Per le cessioni rilevanti ai fini dell’imposta sul valore aggiunto conta il prezzo effettivamente pattuito e non il valore in comune commercio

Di Caterina MONTELEONE

Alle cessioni di immobili strumentali si applicano le imposte ipotecarie e catastali che, a mente dell’art. 2 del DLgs. 347/90, sono “commisurate alla base imponibile determinata ai fini dell’imposta di registro o dell’imposta sulle successioni e donazioni”.
Il successivo art. 10 del DLgs. 347/90 sancisce che “le volture catastali sono soggette all’imposta del 10 per mille sul valore dei beni immobili o dei diritti reali immobiliari determinato a norma dell’art. 2, anche se relative a immobili strumentali, ancorché assoggettati all’imposta sul valore aggiunto, di cui all’articolo 10, primo comma, numero 8-ter), del decreto del Presidente della Repubblica 26 ottobre 1972, n. 633”.

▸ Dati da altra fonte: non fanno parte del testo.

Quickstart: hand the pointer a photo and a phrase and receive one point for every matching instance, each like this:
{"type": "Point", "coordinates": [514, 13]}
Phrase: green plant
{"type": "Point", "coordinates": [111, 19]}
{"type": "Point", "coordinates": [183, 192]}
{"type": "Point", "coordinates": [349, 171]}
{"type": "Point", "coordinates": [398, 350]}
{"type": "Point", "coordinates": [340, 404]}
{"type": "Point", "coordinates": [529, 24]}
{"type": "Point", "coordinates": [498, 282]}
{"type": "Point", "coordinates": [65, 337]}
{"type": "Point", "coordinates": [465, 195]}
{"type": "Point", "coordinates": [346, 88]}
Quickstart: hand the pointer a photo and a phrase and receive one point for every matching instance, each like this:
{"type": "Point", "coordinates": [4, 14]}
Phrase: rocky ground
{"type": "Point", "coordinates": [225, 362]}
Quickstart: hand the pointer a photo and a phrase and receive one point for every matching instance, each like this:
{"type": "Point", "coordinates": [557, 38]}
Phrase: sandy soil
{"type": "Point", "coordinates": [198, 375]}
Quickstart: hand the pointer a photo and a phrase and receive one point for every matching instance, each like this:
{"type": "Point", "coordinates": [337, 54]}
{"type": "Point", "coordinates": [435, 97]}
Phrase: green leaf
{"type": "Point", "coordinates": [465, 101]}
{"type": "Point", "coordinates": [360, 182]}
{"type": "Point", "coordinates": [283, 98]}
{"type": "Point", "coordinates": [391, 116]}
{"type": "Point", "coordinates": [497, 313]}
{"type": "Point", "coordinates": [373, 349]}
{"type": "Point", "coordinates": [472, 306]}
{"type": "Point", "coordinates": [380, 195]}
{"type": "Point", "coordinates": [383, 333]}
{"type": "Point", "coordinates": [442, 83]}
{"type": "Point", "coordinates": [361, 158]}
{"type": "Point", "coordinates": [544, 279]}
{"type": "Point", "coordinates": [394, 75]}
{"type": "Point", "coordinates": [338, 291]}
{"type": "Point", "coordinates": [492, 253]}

Ai fini dell’imposta di registro, per il combinato disposto degli artt. 43 e 51 del DPR 131/1986, la base imponibile per le cessioni di beni immobili è data dal “valore venale in comune commercio” (cfr. art. 51, comma 2) e quindi dal “valore” dell’immobile, che viene normalmente determinato secondo i valori OMI, oppure perizie di stima.

Nel caso in cui la cessione di immobili strumentali avvenga tra soggetti IVA, secondo quanto previsto dall’art. 10 comma 1 n. 8-ter del DPR 633/72, il cessionario può optare in sede di stipula dell’atto notarile per l’assoggettamento della cessione all’IVA (mentre, secondo la regola generale, la cessione di immobili strumentali avviene in regime di esenzione da IVA). Conseguentemente, la cessione acquisterà rilevanza ai fini IVA.

Occorre interrogarsi se la richiamata rilevanza sia limitata ai fini della tassazione, ovvero se abbia risvolti anche nella successiva eventuale attività di accertamento dell’Ufficio.

Nella prassi degli Uffici, pur ricorrendo tale circostanza, l’attività di controllo degli atti di cessione di immobili strumentali viene normalmente effettuata secondo le modalità previste dall’art. 51 del DPR 131/86, terminando in caso di esito positivo con l’emissione di un atto di rettifica e liquidazione dell’imposta ipotecaria e catastale senza alcuna rettifica IVA, la quale a sua volta dovrebbe necessariamente basarsi sull’occultamento di corrispettivi.
Al riguardo, infatti, l’art. 13 del DPR 633/1972 statuisce espressamente che la base imponibile delle cessioni di beni (ivi comprese le cessioni di beni immobili) “è costituita dall’ammontare complessivo dei corrispettivi dovuti al cedente … secondo le condizioni contrattuali” e quindi dal prezzo effettivamente concordato tra le parti, anche qualora diverso dal “valore” dell’immobile.

In giurisprudenza con la sentenza della Commissione tributaria regionale di Trieste 11 gennaio 2013 n. 1/8/13 è stato affermato che “l’accertamento in materia Iva trascini automaticamente con sé ai sensi dei suddetti art. 2 e 10 del DLgs. 31 ottobre 1990, n. 347, l’accertamento anche delle imposte ipotecarie e catastali, senza necessità di ulteriori dimostrazioni, ma che l’accertamento di cui all’art. 13 del medesimo DLgs. non sia ammissibile in assenza di un accertamento in materia Iva, sussistendone i presupposti, in quanto il riferimento ivi presente deve riferirsi alla sola procedura, mentre per la determinazione della base imponibile deve farsi riferimento all’identità dei valori Iva, imposta ipotecaria e imposta catastale, per quanto suddetto”.

Benché tale sentenza si sia pronunciata in relazione a operazioni di leasing, tale principio potrebbe applicarsi anche alle cessioni di immobili strumentali rilevanti ai fini IVA, poiché anche per tali operazioni rileva il prezzo effettivamente pattuito (che poi è la base imponibile ai fini IVA) e non il valore in comune commercio (quindi, la base imponibile ai fini dell’imposta di registro).

Alla luce di quanto sopra, anche per tali operazioni si ritiene legittimo sostenere che l’accertamento IVA di un prezzo superiore a quello indicato nel contratto debba necessariamente precedere quello ai fini del recupero delle imposte ipotecarie e catastali.